Authorities initially recommended that farmers change their irrigation methods to spare the two temples but the measures did little to help.

The current rescue plan is expected to last 18 months and calls for the construction of several drainage trenches next to the temples to redirect the flow of excess water and then pump it into a canal.

The operation also revives an old drainage system which had been filled in by local farmers, according to Sabri Abdelaziz, the Supreme Council's chief archaeologist in Upper Egypt, who said the aim was "to resolve the problem once and for all".

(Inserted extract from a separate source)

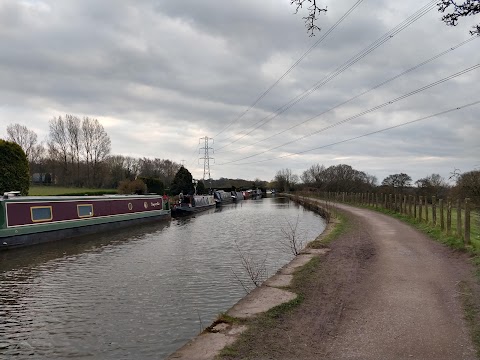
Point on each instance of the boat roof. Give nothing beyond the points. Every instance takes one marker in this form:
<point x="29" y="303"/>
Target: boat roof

Work on the Karnak Temple, Egypt's largest religious complex, began in about 3,300 BC. Later extensions were completed in the 18th, 19th and 20th Dynasties and later under the Greeks and the Romans.

The smaller Luxor Temple was built 4,000 years ago by the legendary pharaohs Amenhopis III and Ramses II.
But this is the first time over the millennia that the structure has been threatened by the waters of the Nile.

Abdel Hani said that the drainage operation itself posed no danger to the two monuments but that a reserve team of engineers was on stand-by for any emergencies.

Abdelaziz added that the Supreme Council had begun a study for plans to salvage the Esna Temple, on the west bank of the Nile south of Luxor, which is threatened with collapse by a rise in the water table due to the construction of a dam nearby in 1993.

He said there were two options: a pumping operation to lower the water level below the base of the columns or to remove the structure from its foundations and replace it after increasing the height of the base.

Two similar operations were conducted on temples at Philae and Aswan in recent years.